ML models can exhibit biases and stereotypes based on factors like age, gender, socio-economic status, color, or race. Therefore, it is crucial to recognize such patterns in decision-making. Additionally, because training and production data often differ, AI model performance may deteriorate or drift over time. For this reason, organizations must monitor and manage models to promote explainability and assess the financial impact of using such algorithms.
Explainable AI also supports model auditability, end-user trust, and effective application. It reduces legal, security, compliance, and reputational risks associated with production AI. Organizations must build AI systems based on trust and transparency to incorporate ethical principles and support responsible AI adoption.
To understand AI and explainable AI, we should briefly look at the differences between them. It's important to understand what each type of AI delivers and how.
While AI often uses machine learning algorithms to arrive at conclusions (without necessarily understanding the path taken), XAI (Explainable AI) employs specific strategies and procedures to ensure that every choice made during the ML process can be tracked and justified. Lack of explainability results in limited control, accountability, and auditability, and makes accuracy checks challenging.
2.2 There are three primary ways to set up XAI approaches:
Prediction accuracy – Accuracy is crucial in evaluating AI’s performance. It can be determined by running simulations and comparing the XAI output with training data outcomes. A commonly used method is LIME (Local Interpretable Model-Agnostic Explanations), which explains how ML algorithms predict classifiers.
Traceability – This is achieved by narrowing the scope of ML rules and restricting decision pathways. An example is DeepLIFT (Deep Learning Important FeaTures), which compares a neuron’s activation to a reference neuron and shows a traceable link and dependencies.
Decision understanding – This human-centric aspect builds trust in AI systems by helping users understand the reasoning behind AI decisions.
In simple terms:
Interpretability refers to the extent to which an observer can understand the reasoning behind a model's decision.
Explainability goes a step further—it focuses on how the AI arrived at that outcome, and the likelihood that humans can predict and trust the model's output.
2.3 Benefits of Explainable AI
Promotes trust and confidence in AI adoption
Enables faster outcomes with reduced risk and model costs
Supports critical sectors like healthcare, finance, and law
Enhances model auditability, transparency, and accountability
3. Conclusion
To conclude, it is important for us humans to understand the mechanisms behind what these black-box models do—how the decision-making process takes place, and if something goes wrong, what exactly went wrong.
For instance, consider a car accident: why did the car turn left when it was supposed to turn right to avoid a collision? Situations like this involve multiple stakeholders, and it becomes crucial not only for the individual using the machine learning model (in this case, the driver) but also for associated stakeholders who may play significant roles in accountability and safety.

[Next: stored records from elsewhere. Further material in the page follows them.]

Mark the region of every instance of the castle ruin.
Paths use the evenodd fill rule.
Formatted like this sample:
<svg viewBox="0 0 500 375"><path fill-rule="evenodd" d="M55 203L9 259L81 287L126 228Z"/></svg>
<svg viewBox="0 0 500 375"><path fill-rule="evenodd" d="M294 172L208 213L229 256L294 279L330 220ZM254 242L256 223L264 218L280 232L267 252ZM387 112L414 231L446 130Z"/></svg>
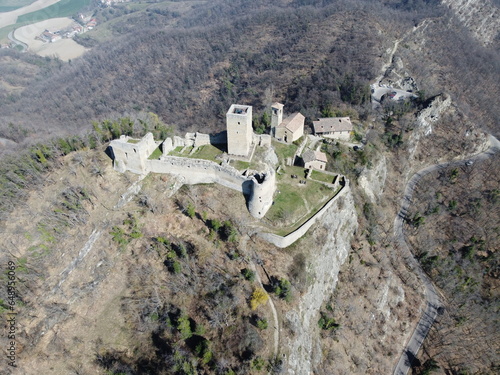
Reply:
<svg viewBox="0 0 500 375"><path fill-rule="evenodd" d="M252 107L232 104L226 113L227 153L248 156L253 140Z"/></svg>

In another example, if a doctor prescribes medication to a patient for back pain, the clinician cannot justify the decision by simply saying, “The model told me to.” The patient has every right to question the authenticity and ethics of that decision. The patient may demand an explanation—why was this particular prescription recommended by the model? This process of demanding and receiving a rationale is known as recourse.
Therefore, understanding interpretability and explainability in AI is essential. Without knowing the why and the how behind a model’s decision, such technology cannot truly serve or benefit humanity.
References:
- Interpretable Deep Learning- Deep Learning in Life Sciences - Lecture 05 (Spring 2021)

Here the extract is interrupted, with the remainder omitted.